Однажды она показала мне свой дом – он тоже стоял прямо у реки, только на другом берегу и сильно вниз по течению, там, за мостом. Низенькая избушка нахохлилась, распахнув в лето все свои окна. Но я не поверил ей, нет, это не её дом. Она не могла жить в нём, она жила только в лесу, в окружении исполинских сосен и лиственниц в пышных изумрудных платьях, среди шустрых пугливых зайцев и бесчисленных семейств суетящихся муравьёв. Да и вечно видел я её в компании птиц и зверей: то плетётся рядом с ней фыркающий ёж с длинными ушами, то скачет трясогузка с угольной головкой. Любил я вечерами сидеть, приникнув к простодушной сосне, укрывшись пушистой лапой, и смотреть, как плавает она, как дрожит от движений тела её чёрная поверхность Луха, отражающая задумчивую луну и миллионы звёзд - ярких и совсем бледных. «Звёзды – это дырочки в большой тёмной тарелке, защищающей хрупкую землю от абсолютного света. Свет этот есть любовь, он проникает к нам через эти дырочки, но, если бы тарелки не было, свет бы снёс всех нас, мы бы не выдержали потока абсолютной любви», – как-то раз сказал я ей. А по ночам, укутавшись под одеяло, слышал я через распахнутое окно пение её, дотекавшее по воздуху с той стороны реки, из бора. В песнях её не было слов, она будто насвистывала их, и я узнавал давно провалившиеся в недра памяти мотивы песен, что пела мне когда-то в детстве бабушка.
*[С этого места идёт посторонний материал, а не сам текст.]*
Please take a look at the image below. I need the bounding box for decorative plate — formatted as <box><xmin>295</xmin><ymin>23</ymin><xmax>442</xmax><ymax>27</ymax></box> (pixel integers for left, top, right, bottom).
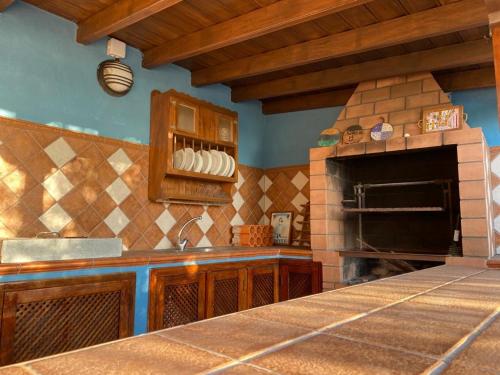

Но не мог вспомнить ни одного названия.
Она умерла осенью, где-то в конце октября. В те дни заметно холодало, берёзы почти скинули надоевшую листву, сосны хмурились и бледнели. Перед этим она тяжело и долго болела, вместо пения по ночам я слышал её непрекращающийся надрывистый кашель. Его подхватывал тоскливый вой волков, душераздирающий крик лисиц. Вся природа никла, болела и скорбела, теряя жизненные краски. Я похоронил её на поляне в лесу, там, где в яркие солнечные дни замысловатыми фигурами скрещивались длинные тени сосен, окруживших прогалину. Её безвольное тело потеряло последний вес, словно на руках моих не было ничего. Улыбка на устах её не растаяла, но утратила жизнь, неестественно застыла, как улыбка памятника. Я похоронил её там, на поляне, и теперь там холм, сплошь поросший лиловым душистым вереском, не отцветающим даже зимой. А под подушкой я храню её длинный рыжий волос, он светится на солнце и хранит в себе запахи летнего леса: сладковатый аромат подрастающих грибов, хмельное дыхание сосновой хвои и горьковатый привкус алой земляники.